40% of households have at least one person with additional needs.

With so many people struggling to access this vital service, there was a need to make some changes to the process. To ensure that those who were struggling to access the service were catered for and taken into account.

Our hypothesis was that if we made the start page simpler, it would not just improve the experience of users from low confidence backgrounds and marginalised groups but improve the experience for all users. 

But most importantly, we needed a way of reporting on our changes, to measure the tangible improvements.

Designing a performance framework

Without a framework, it becomes almost  impossible to measure the impact of design decisions. Therefore a performance framework needs to include things like the top-level service purpose, goals, user needs, key performance indicators and design hypotheses.

Because these frameworks consider user-needs, it keeps tech, design and data hypotheses focussed on improving things for the people using it.

In the case of NHS England, we spent several weeks workshopping and refining our framework and used the start page changes to test the effectiveness of:

  • our design decisions
  • the framework we had created

As well as being a useful tool to help us to optimise the service, it also acted as a useful reminder of the purpose the project was working towards.

When delivering something at pace and to scale, it can be easy to lose sight of why you started the work in the first place.

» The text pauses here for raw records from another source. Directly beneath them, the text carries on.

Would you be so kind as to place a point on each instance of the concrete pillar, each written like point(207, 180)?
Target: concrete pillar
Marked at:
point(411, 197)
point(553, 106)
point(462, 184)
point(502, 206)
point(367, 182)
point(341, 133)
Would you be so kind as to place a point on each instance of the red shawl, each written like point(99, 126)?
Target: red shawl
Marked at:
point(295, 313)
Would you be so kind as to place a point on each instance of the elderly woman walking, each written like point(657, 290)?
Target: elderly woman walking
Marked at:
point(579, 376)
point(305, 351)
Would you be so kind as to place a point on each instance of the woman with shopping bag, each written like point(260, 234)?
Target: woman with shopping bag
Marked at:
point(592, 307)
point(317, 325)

Building a framework can help companies to course correct, ensuring the focus remains on the initial intended outputs.

Not just moving the problem elsewhere

That is not to say that making changes is solely about relocating the issue. A performance framework must encompass the entire reach of the project, otherwise the impact of changes could be missed.

When we altered the start page for NHS England, we wondered if it would simply move the problem to somewhere else in the service.

After a month of making the change, we observed a significant decrease of 11% in drop-offs on the start page without any increase in drop-offs on the pages we moved the content to. 

Similarly, we found that the average time users spent on the start page decreased significantly by 18.5% – with no significant change to how long they spent on other pages.

This was only made possible by the utilisation of the performance framework and reactive, iterative improvements.

By reducing the amount of time people spend on the start page and increasing the amount of people who continue into the service, we did what we set out to achieve.

Without a performance framework in place this would have been harder to measure.

How a performance framework helps in the long-term

Using a performance framework was a useful first step. It provided us with some re-assuring data and gave us confidence that we have built a tool which works for our service.

That does not mean the job is done though. There are new challenges emerging that would benefit from this approach. With that said – a performance framework is something which should always be evolving. It does not stop at one test.

As a team we will continue to iterate upon and use our performance framework to help monitor our design decisions and put our users first.

And, most significantly, consider how such frameworks can be utilised across a greater range of applications moving forward. That way, proving success becomes much easier.